仕事柄、会議には付き合わねばなりませんが、何回出席しても、会議には馴染むことができません。
意識の高い人の言った立派な意見に公然と反対したり、水を差したりするのは勇気がいることなので、意識の高い意見を前に、サイレントマジョリティの我々は、本音を無理矢理押し殺し、結局はみんなうまいこと流されてしまい、そんな会議の後、私が感じるのは釈然としない気持ちや虚しさだけです。
会議の中心となった意識のお高い人にひれ伏してしまった駄目な自分に腹を立てつつ、アメリカにいた大勢の、意識の高い意見に公然と抗えなかった「隠れトランプ支持者」に自分を重ね合わせたりもしています。
本音なら良いとは限らないのは、百も承知、二百も合点のことです。
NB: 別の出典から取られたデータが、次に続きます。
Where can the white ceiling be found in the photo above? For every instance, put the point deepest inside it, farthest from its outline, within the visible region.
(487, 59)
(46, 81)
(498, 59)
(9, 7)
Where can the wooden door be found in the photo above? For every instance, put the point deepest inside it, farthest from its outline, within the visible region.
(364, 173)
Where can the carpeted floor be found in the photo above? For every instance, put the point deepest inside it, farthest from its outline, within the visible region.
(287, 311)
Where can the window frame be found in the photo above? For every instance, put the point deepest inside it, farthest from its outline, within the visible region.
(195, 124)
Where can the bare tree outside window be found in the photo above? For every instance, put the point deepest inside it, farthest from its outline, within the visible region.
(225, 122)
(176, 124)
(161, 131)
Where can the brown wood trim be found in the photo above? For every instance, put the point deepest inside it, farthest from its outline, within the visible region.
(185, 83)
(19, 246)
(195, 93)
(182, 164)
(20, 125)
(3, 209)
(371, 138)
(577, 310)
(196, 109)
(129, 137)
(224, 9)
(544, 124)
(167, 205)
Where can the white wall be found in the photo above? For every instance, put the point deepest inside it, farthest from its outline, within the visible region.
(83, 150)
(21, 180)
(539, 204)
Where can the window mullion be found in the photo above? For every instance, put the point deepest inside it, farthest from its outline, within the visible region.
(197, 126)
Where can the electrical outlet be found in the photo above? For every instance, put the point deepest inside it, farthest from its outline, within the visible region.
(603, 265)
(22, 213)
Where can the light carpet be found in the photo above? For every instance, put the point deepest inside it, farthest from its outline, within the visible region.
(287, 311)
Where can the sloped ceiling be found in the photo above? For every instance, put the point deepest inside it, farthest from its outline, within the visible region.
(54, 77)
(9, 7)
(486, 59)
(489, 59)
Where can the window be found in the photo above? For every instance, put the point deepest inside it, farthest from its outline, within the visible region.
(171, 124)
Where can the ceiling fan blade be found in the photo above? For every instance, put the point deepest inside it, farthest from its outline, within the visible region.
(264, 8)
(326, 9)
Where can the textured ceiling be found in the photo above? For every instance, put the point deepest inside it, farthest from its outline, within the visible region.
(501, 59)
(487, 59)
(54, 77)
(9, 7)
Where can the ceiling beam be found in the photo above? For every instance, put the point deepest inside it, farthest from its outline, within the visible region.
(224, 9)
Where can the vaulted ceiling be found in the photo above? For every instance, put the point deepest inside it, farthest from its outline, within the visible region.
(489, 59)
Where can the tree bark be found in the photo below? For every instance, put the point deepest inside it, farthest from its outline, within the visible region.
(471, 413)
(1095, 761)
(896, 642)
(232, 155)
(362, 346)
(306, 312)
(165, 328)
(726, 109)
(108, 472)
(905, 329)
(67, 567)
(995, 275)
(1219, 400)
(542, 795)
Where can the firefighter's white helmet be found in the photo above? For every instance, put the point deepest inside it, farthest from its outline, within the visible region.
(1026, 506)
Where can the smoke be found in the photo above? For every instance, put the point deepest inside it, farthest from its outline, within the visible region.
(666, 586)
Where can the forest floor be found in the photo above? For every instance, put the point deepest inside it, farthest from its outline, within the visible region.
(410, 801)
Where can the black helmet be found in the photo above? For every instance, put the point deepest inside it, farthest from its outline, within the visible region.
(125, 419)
時に、本音を大切にしようとする余り、本音を通り越した、ただただ野蛮な言動をとるおかしな人たちもいるのも確かです。
でも、綺麗事に毒されて、自分の本音を抑圧して、がんじがらめになるのもつらいもんです。
読んでいただいた方には、観念的すぎて、何が言いたいのか伝わりにくいかも知れませんが、今、『草枕』の「智に働けば角が立つ。情に棹させば流される。意地を通せば窮屈だ 。兎角人の世は住みにくい 」の心境です。
ああ、会議のために時間を費やして、締め切り間近の仕事がどんどん溜まっていくー!